Joseph Raz Wins $1.3 Million Tang Prize

Professor Raz, a world-renowned legal philosopher, was awarded the prize for his scholarship in rule of law.

New York, July 9, 2018—Columbia Law School Professor Joseph Raz was awarded the 2018 Tang Prize in Rule of Law. It comes with a $1.3 million prize.

The Tang Prize is awarded biennially to individuals who have made significant contributions in biopharmaceutical science, sustainable development, sinology, and the rule of law. The Tang Prize selection committee recognized Raz for “his path-breaking thoughts on fundamental aspects of legal studies, on which he offers a magisterial framework for deeper thinking, debates and dialogue.”

Raz is a world-renowned legal philosopher whose influential scholarship has for decades offered new insights into the nature of law and legal reasoning, as well as the relationship between law, morality, and freedom. He joined the Columbia Law faculty in 2002.

“Joseph Raz is one of the most brilliant and influential philosophers of our time,” said Gillian Lester, Dean and the Lucy G. Moses Professor of Law. “His original ideas about norms, authority, and the theory of legal positivism have won him global respect among his contemporaries in academia and this honor reflects his deeply distinguished standing in the field.”

The two previous winners in the rule of law category were international human rights activist and lawyer Albert Louise (“Albie”) Sachs, former Justice of the Constitutional Court of South Africa (2014) and Louise Arbour (2016), former United Nations High Commissioner for Human Rights who currently serves as U.N. Special Representative for International Migration.

I am very grateful for this recognition, and am particularly proud to join the company of such distinguished laureates,” said Raz, the Thomas M. Macioce Professor of Law.  “I am glad that the Tang Foundation chose to underline the importance of the rule of law in our turbulent world.”  

A prolific writer, Raz is the author of 10 books, including: From Normativity to Responsibility (Oxford University Press, 2011); Between Authority and Interpretation (Oxford University Press, 2009); and The Authority of Law: Essays on Law and Morality (Oxford University Press, 1979).

He has delivered countless lectures worldwide, including the Kellogg Lecture In Jurisprudence at the Library of Congress in 2011; the Hart Memorial Lecture, Oxford University, 2009; the Tanner Lectures, Berkeley 2001; and the Storrs Lectures, Yale 2003. Raz was elected a fellow of the British Academy in 1987 and has been an honorary foreign member of the American Academy of Arts & Sciences since 1992.

He served as a fellow and tutor in law at Balliol College, Oxford from 1972 to 1985, and from 1985 to 2006 served as professor of philosophy of law at Oxford University.  Since 2011 he has been a part-time research professor at King’s College, London.

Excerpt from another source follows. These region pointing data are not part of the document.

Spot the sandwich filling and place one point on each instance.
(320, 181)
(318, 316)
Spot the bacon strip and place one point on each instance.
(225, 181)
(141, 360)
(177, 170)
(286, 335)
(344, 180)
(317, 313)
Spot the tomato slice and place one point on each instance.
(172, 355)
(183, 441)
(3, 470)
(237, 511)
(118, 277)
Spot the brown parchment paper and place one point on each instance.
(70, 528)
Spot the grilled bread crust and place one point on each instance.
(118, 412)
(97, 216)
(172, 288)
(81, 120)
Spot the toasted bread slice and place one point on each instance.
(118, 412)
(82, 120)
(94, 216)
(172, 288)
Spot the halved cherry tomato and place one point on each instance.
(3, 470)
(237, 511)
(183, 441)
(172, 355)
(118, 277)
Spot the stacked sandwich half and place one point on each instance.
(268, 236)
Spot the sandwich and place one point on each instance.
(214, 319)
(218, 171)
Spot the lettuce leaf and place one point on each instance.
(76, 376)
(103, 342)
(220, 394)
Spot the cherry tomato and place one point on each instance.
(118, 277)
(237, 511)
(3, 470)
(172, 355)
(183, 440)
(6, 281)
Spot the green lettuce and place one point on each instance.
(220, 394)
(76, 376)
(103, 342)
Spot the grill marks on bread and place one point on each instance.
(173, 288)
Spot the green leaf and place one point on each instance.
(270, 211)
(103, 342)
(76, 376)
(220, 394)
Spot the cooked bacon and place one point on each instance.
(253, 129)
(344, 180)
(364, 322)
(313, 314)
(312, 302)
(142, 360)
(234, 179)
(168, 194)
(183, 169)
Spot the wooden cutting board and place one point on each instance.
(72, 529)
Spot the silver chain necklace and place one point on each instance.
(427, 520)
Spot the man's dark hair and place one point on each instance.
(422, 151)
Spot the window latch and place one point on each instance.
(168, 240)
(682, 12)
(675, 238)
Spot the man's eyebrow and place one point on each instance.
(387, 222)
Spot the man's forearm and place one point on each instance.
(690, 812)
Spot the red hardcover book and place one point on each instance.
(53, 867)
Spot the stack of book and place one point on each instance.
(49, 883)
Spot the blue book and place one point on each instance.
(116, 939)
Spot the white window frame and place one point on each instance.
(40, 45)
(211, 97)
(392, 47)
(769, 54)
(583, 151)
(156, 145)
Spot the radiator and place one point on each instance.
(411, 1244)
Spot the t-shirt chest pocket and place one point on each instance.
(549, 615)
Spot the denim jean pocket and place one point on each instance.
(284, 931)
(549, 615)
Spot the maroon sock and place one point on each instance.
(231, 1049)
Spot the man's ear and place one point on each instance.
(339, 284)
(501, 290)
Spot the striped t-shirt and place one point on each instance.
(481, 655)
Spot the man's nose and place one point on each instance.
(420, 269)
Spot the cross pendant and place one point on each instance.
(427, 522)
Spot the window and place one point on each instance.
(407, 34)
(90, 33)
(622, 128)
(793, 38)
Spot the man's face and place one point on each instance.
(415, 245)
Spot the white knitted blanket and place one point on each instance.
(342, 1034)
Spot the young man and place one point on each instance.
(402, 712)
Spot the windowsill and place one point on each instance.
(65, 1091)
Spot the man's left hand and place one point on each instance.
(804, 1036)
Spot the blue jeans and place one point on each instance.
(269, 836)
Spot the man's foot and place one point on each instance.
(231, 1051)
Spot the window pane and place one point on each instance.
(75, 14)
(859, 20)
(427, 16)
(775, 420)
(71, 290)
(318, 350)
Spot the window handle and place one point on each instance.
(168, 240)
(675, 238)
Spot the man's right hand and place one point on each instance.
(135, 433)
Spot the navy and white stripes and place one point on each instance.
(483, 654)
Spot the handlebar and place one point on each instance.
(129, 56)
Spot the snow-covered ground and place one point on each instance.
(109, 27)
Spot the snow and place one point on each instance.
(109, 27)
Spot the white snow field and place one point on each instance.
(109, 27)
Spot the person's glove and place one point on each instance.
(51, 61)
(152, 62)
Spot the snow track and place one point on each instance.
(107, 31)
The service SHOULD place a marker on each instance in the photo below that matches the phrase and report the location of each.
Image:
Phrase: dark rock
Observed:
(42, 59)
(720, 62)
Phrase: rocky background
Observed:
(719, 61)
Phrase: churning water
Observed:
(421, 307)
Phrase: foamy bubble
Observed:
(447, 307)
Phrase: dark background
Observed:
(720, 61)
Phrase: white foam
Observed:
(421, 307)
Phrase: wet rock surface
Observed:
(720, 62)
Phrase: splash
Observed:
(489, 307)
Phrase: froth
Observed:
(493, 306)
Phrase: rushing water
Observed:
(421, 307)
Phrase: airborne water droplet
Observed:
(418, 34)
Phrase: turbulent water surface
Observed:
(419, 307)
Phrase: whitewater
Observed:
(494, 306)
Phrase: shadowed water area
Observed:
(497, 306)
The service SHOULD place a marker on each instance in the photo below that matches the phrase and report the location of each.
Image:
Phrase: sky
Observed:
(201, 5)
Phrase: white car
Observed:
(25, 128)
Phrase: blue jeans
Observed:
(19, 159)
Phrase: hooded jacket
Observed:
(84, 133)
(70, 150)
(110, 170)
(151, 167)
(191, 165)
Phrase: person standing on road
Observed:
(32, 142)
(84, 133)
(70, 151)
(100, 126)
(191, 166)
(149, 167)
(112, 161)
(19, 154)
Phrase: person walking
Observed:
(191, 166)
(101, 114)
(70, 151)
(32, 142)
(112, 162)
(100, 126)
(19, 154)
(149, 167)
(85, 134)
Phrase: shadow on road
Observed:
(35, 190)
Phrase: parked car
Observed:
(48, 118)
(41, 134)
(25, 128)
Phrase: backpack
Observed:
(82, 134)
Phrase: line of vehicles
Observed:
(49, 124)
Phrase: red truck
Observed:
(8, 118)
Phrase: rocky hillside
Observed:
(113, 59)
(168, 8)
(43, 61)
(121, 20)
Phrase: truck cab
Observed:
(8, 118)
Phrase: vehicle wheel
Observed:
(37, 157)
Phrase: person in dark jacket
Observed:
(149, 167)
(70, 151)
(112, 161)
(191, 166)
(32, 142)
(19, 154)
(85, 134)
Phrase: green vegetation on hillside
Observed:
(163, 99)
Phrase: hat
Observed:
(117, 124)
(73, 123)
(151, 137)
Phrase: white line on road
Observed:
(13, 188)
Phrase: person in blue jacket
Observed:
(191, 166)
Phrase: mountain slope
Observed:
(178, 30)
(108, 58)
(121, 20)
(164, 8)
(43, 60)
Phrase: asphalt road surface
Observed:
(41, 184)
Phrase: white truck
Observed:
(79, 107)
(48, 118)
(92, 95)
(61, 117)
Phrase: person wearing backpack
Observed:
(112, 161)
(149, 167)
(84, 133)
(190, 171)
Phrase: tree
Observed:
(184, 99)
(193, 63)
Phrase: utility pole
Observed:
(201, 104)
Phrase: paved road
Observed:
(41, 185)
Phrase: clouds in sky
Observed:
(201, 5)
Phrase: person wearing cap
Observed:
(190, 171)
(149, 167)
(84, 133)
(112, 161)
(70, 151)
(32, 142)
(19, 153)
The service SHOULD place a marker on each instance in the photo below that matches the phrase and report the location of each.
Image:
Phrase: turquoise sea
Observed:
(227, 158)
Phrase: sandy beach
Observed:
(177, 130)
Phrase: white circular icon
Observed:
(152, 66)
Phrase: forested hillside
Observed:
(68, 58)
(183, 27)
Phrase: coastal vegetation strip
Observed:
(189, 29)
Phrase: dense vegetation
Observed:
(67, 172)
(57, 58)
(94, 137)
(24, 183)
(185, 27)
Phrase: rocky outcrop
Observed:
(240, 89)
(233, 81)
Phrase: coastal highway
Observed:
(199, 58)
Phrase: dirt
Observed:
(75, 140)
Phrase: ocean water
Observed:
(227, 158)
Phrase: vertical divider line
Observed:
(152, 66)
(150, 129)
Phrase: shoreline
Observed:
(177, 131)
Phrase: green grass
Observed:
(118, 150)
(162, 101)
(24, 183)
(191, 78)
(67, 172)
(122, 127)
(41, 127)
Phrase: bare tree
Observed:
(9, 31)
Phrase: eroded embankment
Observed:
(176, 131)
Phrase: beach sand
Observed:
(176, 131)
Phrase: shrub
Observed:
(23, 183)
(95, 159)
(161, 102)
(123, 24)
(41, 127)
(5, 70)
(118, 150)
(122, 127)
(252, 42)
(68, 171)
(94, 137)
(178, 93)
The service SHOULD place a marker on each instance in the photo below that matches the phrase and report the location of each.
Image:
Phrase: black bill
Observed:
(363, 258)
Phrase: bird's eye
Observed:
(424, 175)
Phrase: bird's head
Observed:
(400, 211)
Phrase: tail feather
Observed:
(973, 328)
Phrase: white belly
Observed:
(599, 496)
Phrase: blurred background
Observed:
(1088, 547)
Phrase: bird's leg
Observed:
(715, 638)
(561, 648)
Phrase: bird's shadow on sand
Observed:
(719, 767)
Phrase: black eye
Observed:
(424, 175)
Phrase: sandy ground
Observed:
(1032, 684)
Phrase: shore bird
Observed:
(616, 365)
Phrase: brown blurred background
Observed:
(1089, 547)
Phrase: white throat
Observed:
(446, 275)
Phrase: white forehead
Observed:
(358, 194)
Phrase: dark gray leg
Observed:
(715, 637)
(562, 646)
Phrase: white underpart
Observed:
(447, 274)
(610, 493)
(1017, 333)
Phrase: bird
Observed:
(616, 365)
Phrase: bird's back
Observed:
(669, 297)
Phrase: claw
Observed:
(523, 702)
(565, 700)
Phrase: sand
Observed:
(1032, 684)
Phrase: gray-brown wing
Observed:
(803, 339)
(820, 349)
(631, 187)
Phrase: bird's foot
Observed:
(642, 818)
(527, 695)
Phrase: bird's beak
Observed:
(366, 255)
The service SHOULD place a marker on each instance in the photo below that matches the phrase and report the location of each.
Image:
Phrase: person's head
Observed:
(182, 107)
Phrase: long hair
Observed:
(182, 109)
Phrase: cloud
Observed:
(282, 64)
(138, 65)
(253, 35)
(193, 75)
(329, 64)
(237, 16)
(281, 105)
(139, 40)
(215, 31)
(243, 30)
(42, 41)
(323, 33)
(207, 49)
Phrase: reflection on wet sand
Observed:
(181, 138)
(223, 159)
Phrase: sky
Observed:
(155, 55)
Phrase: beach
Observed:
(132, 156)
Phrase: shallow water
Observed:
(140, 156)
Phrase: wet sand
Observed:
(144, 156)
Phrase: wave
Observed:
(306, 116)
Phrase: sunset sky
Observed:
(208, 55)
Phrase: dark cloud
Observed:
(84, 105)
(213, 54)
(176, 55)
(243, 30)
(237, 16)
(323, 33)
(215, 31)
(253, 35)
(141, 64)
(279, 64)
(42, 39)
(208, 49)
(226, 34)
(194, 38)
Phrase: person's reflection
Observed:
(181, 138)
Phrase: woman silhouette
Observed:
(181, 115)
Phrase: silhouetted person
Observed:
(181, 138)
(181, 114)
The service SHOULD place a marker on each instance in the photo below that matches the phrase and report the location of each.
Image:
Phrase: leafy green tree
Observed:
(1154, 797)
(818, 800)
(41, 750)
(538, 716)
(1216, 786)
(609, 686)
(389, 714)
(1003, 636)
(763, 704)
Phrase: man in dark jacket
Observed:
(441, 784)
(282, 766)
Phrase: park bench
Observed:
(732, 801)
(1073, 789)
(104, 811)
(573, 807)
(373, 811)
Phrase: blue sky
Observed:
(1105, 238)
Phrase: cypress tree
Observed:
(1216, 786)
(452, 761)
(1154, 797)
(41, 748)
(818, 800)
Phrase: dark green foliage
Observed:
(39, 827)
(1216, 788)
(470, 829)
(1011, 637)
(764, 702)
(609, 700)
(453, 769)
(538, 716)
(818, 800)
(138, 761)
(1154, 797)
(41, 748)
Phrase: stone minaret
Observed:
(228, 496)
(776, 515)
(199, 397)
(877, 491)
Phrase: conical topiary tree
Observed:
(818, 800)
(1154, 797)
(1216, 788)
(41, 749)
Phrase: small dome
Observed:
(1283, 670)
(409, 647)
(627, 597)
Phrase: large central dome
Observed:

His numerous visiting professorships include Rockefeller University, the Australian National University, the University of California, Berkeley, the University of Toronto, Yale Law School, and the University of Southern California.

Raz earned a Magister Juris degree from the Hebrew University, Jerusalem in 1963, followed by a Doctor of Philosophy (D.Phil.) from Oxford University in 1967.

The Tang Prize ceremony will take place in Taipei, Taiwan, in September 2018, as part of a weeklong series of events that includes a laureate lecture and a question-and-answer forum with students.

The Tang Prize was established in 2012 by philanthropist Samuel Yin, Ph.D., chairman of Ruentex Group.